The bishop, according to the
same Council, is the visible symbol externalizing the inner unity of the People
of God. That unity entails the Christian obedience, which I ask of you in
the name of Christ, whom you profess to love and serve, and whom I represent
by the office which was imposed on me, without my asking for it.
The Synod has ended. But your
responsibilities and my responsibilities have not ended. We began the Synod
by invoking the help of Mary the Immaculate Mother of Christ, and the Immaculate
Spouse of the Holy Spirit, to intercede with her Son, and her Spouse. To me
it is obvious that She has done so, and as always
her intercession has been efficacious. The Holy Spirit, to use a human expression,
has been working overtime, or else we could not close the Synod.

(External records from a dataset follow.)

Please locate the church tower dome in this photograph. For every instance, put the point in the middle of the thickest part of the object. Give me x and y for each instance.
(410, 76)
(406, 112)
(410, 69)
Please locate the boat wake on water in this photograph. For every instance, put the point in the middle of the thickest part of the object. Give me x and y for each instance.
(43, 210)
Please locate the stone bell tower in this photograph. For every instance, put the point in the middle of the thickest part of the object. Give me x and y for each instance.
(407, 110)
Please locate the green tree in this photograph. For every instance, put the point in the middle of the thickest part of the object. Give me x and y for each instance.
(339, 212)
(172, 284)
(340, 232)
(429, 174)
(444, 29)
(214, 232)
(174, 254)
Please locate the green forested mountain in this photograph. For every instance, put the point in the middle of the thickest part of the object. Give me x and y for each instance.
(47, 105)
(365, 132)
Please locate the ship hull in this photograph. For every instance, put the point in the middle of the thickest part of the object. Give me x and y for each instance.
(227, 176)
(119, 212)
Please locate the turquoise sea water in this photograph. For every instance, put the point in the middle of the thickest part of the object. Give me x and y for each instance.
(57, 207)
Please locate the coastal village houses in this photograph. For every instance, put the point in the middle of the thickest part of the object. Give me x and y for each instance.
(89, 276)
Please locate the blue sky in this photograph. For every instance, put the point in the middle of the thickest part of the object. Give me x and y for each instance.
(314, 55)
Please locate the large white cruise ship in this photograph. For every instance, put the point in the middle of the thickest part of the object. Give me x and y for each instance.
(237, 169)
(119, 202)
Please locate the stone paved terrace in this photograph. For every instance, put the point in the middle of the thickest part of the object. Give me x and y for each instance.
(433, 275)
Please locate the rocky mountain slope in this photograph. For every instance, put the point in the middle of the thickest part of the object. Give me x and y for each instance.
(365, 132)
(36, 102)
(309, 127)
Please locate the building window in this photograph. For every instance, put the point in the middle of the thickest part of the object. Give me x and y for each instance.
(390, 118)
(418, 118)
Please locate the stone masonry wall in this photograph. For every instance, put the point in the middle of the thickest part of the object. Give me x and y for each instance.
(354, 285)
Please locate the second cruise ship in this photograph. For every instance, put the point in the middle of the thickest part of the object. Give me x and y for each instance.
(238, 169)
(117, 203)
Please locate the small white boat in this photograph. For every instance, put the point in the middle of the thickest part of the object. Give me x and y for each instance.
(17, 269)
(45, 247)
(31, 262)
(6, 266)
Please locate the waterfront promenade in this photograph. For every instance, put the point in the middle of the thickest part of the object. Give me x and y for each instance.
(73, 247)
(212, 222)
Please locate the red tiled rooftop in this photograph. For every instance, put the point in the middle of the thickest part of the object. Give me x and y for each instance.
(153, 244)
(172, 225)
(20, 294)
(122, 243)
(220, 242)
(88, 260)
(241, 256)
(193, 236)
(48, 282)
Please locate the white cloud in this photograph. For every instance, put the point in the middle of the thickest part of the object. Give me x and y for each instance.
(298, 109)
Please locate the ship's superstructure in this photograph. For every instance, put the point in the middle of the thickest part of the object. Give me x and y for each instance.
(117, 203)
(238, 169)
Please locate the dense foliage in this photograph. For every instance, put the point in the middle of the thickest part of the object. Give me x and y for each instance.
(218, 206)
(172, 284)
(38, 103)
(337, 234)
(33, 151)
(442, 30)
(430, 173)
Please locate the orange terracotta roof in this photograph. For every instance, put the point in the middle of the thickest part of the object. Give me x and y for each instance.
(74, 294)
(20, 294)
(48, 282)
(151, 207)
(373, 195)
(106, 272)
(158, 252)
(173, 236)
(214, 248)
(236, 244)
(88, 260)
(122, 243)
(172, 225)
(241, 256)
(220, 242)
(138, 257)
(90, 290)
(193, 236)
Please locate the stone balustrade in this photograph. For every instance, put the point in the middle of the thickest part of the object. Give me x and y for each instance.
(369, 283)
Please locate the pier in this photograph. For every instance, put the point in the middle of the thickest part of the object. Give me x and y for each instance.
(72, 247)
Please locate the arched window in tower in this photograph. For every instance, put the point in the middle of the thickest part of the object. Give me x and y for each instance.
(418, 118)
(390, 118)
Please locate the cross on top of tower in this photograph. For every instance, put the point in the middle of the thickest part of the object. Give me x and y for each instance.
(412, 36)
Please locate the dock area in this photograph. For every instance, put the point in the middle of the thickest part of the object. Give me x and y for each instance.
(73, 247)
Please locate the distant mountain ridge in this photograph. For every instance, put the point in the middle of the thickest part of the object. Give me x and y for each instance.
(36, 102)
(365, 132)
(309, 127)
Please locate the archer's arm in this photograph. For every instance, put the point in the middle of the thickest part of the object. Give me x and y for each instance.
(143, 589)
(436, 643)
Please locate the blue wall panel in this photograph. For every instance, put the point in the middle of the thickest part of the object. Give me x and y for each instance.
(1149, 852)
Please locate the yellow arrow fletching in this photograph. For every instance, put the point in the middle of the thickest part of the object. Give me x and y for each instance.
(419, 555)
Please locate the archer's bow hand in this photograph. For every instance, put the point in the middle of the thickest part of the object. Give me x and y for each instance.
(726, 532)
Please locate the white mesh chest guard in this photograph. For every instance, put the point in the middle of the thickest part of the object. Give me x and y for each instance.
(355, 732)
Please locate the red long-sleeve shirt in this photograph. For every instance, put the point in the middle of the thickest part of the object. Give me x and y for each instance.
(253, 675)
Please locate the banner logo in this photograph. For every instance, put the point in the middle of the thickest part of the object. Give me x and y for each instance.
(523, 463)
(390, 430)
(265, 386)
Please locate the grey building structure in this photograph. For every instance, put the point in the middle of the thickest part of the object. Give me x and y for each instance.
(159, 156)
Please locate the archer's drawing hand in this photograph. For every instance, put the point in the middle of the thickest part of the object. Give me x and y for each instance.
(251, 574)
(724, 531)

Yes: we have officially closed
the Synod. But let me tell you in all frankness that this is not the end,
it is just the beginning. Much work is to be done if the Synod is to produce
the fruits of spiritual renewal of individuals and structures it is expected
to achieve. The most difficult period is the period of implementation. Once
the Synod statutes will be published, our first task is to dedicate ourselves
to their serious study so that with proper understanding and motivation we
may be able to carry on the work that the Lord Himself has begun. Much prayer,
much time, much dedication will be needed. The Lord will not fail us. Let
us ask His grace that we may not fail Him in this great work of Evangelization
and renewal, so that the motto of the Quadricentennial
“Live the Faith, Share the Truth” become at the same time a challenge
and a reality.
Before ending, let me thank
from the bottom of my heart all those who with their prayers and sacrifices
from the sisters in their hidden monasteries to the sick in their sufferings,
from the faithful to the pastors, from the old to the youth, for the wonderful
cooperation they have extended to the work of the Synod. May
the Lord from whom all good things come bless you all and in you the whole
Archdiocese of Manila.
(SGD.) + JAIME L. CARDINAL SIN, D.D.